The love that spans time is that which twentieth century Englishwoman, Claire Randall, has for eighteenth century Scottish highlands warrior, James Fraser. Those readers who have read the first book in the series, "Outlander", know that in 1945, Claire, a combat nurse during World War II, is reunited with her husband, Frank, after the war. While on a second honeymoon in Scotland, she visits a strange, flat topped hill, where a forbidding stone circle draws her. Touching one of the stones, she is hurled through a vortex in time and finds herself in eighteenth century Scotland, where she meets a brave and brawny, red headed Scot, James Fraser, with whom she falls head over heels in love. Finding herself thrust into the midst of clan warfare and intrigue, she and her beloved 'Jamie' have enough adventures to last a lifetime.

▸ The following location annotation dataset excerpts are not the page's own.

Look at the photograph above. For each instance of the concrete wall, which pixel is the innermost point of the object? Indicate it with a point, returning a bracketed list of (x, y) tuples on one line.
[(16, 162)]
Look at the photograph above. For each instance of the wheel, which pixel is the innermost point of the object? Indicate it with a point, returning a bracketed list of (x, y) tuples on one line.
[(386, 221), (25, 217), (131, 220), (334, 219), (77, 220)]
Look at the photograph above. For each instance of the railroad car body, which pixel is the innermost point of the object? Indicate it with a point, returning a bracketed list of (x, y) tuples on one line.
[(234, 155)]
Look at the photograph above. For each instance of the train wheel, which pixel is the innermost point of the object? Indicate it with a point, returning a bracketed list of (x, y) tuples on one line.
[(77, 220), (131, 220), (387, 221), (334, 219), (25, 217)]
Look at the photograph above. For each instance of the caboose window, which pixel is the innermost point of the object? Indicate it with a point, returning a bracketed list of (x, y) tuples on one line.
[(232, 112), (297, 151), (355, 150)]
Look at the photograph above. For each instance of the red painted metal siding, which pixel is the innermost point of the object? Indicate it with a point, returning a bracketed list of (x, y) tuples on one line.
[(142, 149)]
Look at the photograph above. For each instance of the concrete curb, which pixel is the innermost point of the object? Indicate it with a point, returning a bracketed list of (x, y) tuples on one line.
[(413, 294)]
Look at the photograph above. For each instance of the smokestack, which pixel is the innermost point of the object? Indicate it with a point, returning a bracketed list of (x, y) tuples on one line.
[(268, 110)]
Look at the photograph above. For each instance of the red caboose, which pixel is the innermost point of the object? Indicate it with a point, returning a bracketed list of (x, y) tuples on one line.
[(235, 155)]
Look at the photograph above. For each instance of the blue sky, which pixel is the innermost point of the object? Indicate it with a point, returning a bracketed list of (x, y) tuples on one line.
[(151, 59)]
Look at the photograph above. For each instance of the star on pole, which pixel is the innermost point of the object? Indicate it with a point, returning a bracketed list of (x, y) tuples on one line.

The second book, "Dragonfly in Amber", is a continuation of that story, told from the perspective of the twentieth century where Claire, now a doctor, has lived for the past twenty years. Upon the death of her twentieth century husband, Frank, Claire returns to Scotland with her grown, red headed daughter, Brianna. There, she discloses to Brianna the events of her secret past, as well as the truth of who Brianna's biological father truly is and of the love that Claire bore him.
While in Scotland, however, Claire discovers something that will forever change her future, as well as her past. You see, for the past twenty years, Claire has mistakenly believed that her beloved 'Jamie' died in the historic battle of Culloden. It was there that the Scottish highlanders bravely fought the English in a misguided attempt to restore Charles Stuart, their bonnie Prince Charlie, to the throne of England, only to be decimated on the battlefield. Those few who survived were branded as Jacobite traitors and imprisoned, and their families disenfranchised. It is this very event that Claire and 'Jamie' had conspired to change, only to fail.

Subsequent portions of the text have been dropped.